Exception: chr3:90549400:<INV> illegal character in reference sequence

Traceback:

Traceback (most recent call last):
  File "/home/dantakli/paragraph/lib/python3/grm/vcfgraph/vcfgraph.py", line 199, in add_record
    alt_sequence = ref_sequence[0] + reverse_complement(inv_ref)
  File "/home/dantakli/paragraph/lib/python3/grm/vcfgraph/vcfgraph.py", line 436, in reverse_complement
    return ''.join([complement[x] for x in seq[::-1]])
  File "/home/dantakli/paragraph/lib/python3/grm/vcfgraph/vcfgraph.py", line 436, in <listcomp>
    return ''.join([complement[x] for x in seq[::-1]])
KeyError: 'W'

$ samtools faidx /home/dantakli/ref/GRCh38_full_analysis_set_plus_decoy_hla.fa chr3:90549400-91081922 | grep "W"
AAGTTTCTGAGAATCATTCTCTCTTGTTTTTCTGTGAAGWTATTGCCTTTTCTACCATAG

For now I will likely skip this SV, but just letting you all know that it seems that Paragraph doesn't support noncanonical bases.

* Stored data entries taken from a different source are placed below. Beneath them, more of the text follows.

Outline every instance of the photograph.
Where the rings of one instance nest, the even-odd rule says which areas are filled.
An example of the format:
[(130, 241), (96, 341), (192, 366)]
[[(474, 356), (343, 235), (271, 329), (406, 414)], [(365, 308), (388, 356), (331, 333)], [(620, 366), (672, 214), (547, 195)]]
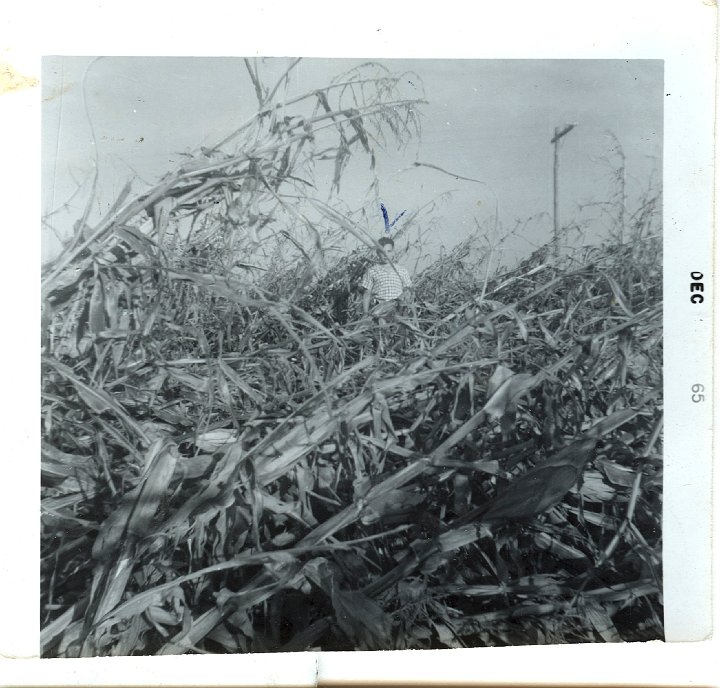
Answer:
[(41, 657), (665, 640), (663, 59), (41, 77)]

Answer 1 · 2019-10-10T21:12:00.000Z

You're right. Noncanonical bases are not supported by Paragraph. Graph alignment to these bases needs to be more carefully treated.

Answer 2 · 2019-10-16T00:27:23.000Z

Perhaps it's best to warn the user and then skip the variant instead of crashing?

Thanks!